One of his and Katrak’s experiments within the agency was the special projects unit, headed by Paul and Neville D’Souza. At the time, Lintas was divided into five independent units, with four catering to a wide clientele. The fifth—the special projects unit—was set up to compete with the rest of the agency’s creative directors. Paul and D’Souza would travel to branches all across the country, working on parallel campaigns for the same clients.

“It was the original social experiment in search of a better creative product, his way of creating internal competition so that everyone would run faster," says Paul. “Alyque was always looking for something he’d never seen or heard before...he wanted the future to be born in Lintas, and he created a fertile ground for it."

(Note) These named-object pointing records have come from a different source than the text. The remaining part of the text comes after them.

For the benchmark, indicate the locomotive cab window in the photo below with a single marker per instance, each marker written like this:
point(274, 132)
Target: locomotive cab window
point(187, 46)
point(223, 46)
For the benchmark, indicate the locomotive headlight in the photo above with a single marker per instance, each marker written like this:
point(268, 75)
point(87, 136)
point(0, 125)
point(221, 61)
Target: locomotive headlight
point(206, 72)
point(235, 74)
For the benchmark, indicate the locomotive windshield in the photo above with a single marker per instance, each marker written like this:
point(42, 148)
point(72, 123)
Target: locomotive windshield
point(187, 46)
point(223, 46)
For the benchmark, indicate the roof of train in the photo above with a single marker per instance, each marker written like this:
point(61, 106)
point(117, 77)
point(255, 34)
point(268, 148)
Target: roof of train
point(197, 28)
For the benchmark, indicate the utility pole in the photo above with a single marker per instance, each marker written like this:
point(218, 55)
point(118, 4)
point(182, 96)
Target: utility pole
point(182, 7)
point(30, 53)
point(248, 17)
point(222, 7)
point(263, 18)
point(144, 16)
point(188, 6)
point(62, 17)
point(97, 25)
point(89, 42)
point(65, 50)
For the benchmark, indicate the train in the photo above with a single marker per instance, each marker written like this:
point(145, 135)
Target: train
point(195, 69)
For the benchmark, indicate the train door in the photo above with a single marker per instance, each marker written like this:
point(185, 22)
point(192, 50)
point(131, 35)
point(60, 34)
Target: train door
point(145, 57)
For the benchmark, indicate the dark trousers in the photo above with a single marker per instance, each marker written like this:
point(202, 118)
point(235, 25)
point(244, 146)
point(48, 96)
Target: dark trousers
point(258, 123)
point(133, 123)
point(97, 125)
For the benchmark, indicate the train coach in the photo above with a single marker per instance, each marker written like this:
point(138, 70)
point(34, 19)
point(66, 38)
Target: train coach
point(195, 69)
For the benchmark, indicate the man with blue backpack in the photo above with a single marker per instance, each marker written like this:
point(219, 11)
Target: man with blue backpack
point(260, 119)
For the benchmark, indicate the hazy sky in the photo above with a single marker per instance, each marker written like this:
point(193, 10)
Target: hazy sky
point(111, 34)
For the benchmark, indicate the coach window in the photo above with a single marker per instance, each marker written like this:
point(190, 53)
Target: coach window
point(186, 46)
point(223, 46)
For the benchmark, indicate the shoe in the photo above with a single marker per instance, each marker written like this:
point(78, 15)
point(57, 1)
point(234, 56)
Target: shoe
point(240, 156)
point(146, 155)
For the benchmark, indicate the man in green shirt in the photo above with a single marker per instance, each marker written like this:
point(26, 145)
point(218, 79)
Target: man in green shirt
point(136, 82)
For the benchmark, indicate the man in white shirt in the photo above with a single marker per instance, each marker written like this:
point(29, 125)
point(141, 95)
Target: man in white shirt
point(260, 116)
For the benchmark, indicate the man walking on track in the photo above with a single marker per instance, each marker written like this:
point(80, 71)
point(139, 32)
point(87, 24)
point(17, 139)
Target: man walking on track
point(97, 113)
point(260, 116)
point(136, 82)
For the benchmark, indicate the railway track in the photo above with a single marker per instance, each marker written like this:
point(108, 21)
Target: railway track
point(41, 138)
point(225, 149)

Not all clients took to the Padamsee method. His stubbornness to do things his own way often led to heated debates. There are legendary stories of him not just refusing to make changes to commercials, but burning the film in his office. A strict disciplinarian with a plus size ego, his unwillingness to compromise on the creative product rubbed off on everyone who worked with him. Sridhar remembers a heated argument with Cadbury’s when he demanded a production budget for a print ad that was almost twice the campaign’s entire media budget. When Padamsee found out, he just patted Sridhar on the back and offered his assistance, saying, “Just go and do a great campaign."

“Alyque made you realize what it meant to feel deeply about your work," says Paul, who once threatened to jump out of a window if a client didn’t approve of his idea. “You may not be a pure artist, it is after all commercial art. But you are entitled to your point of view and you can make it emphatically."

Padamsee groomed a new generation of innovative storytellers, including the late Anand Halve, K.S. Chakravarthy, Sonal Dabral, Rahul DaCunha, and many more. Many of them have gone on to have fantastically successful careers in advertising, film and theatre. And perhaps that will be Padamsee’s most lasting legacy.

“Alyque didn’t just create memorable and iconic advertising," says Kovoor. “He also helped nurture memorable and creative people."